A coisa complica-se ainda mais com o aniversário de um dos meus cunhados, que faz anos no mesmo dia que eu.
Mas os Carneiros não se ficam por aqui. Embora sendo de Março, o meu terceiro marido faz também parte deste signo, uma das minhas cunhadas faz anos na véspera do meu aniversário e a ela juntou-se um dos meus colegas. Que fique claro: só na questão de aniversário!
Moral da história: em Abril é um ver se te avias com mensagens e telefonemas de cá para lá; umas dores de cabeça para não esquecer o dia de ninguém e uma complicação maior para ver qual deles é que faz anos naquele dia.
A coisa, já em pequena, me fazia muita confusão e nem era tão complicada como agora. No dia de cada um, meu pai organizava "as tropas" e achava um piadão em acordar o desgraçado que fazia anos ao som de um côro ensonado do "Parabéns a você", rematado por uma salva de palmas.
No dia em que fiz 7 anos decidi que aquela história tinha de acabar. Sentia-me idiota, com o pessoal todo à minha volta, a me cantar os parabéns quase à força. Acordei bem cedinho e escondi-me. Quando meu pai chegou à minha cama... nem pó!
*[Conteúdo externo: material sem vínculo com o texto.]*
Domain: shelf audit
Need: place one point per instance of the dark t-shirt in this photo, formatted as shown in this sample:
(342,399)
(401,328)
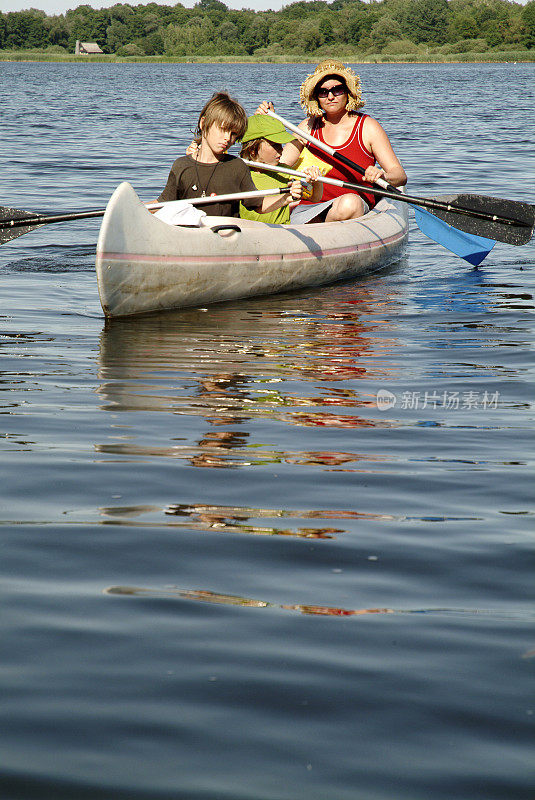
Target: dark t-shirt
(189,178)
Bem! Não demorou muito a encontrar-me e só não me bateu porque aquele era um dia especial. Aliás, o único momento especial do dia, que nem prendas havia para ninguém. Safei-me de boa, mas ainda levei um raspanete. Nem tive coragem de lhe explicar a profundíssima e pertinente razão da minha escapadela, aquela quase angústia por me ver centro de atenções quando, no resto do ano, conseguia passar despercebida entre a numerosa prole.
Ora bem! Enquanto vivi lá em casa lá tive de me submeter à fatídica praxe do mês de Abril.
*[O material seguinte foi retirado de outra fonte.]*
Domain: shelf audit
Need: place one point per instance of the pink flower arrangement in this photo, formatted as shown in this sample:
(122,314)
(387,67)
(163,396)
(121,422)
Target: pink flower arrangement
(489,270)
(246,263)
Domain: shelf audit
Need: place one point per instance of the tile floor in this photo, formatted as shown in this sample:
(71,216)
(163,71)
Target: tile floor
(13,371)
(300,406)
Mal me casei pus as pintinhas todas em cima dos iiiss: no meu dia de anos não havia festa nem cantaricos. A única comemoração que admiti foi ir jantar fora nesse dia. Para os outros faço a festa. Para mim, nicles, batatoides.
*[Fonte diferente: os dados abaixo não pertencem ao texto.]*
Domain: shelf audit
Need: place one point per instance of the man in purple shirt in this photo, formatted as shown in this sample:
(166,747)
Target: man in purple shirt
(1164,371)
O meu segundo marido é que não foi na conversa e pegando à letra na minha frase, metia mãos à obra e organizava um jantar em casa, em minha honra. Organizava e fazia. Tudo! Vá lá! Assim ainda engolia a coisa! Repimpava-me e saboreava a festinha, mas lá pedia, por amor de Deus, que se esquecessem da maldita canção. Confesso: nem sempre consegui convencê-los e lá me vinha à memória a sova de que tinha escapado em pequena!
Com o terceiro a coisa voltou a estar na ordem e era dia sagrado para uma paparoca feita por especialistas de um qualquer restaurante. Até que um dia se esqueceu do tal dia. Calei-me bem caladinha, na esperança de que ele nem desse por ela. Os miúdos é que estragaram tudo com a prendinha que resolveram oferecer-me à noitinha e o desgraçado do esquecido nunca mais se perdoou da omissão. Todos os anos, telefona! Os outros dois, também, diga-se de passagem.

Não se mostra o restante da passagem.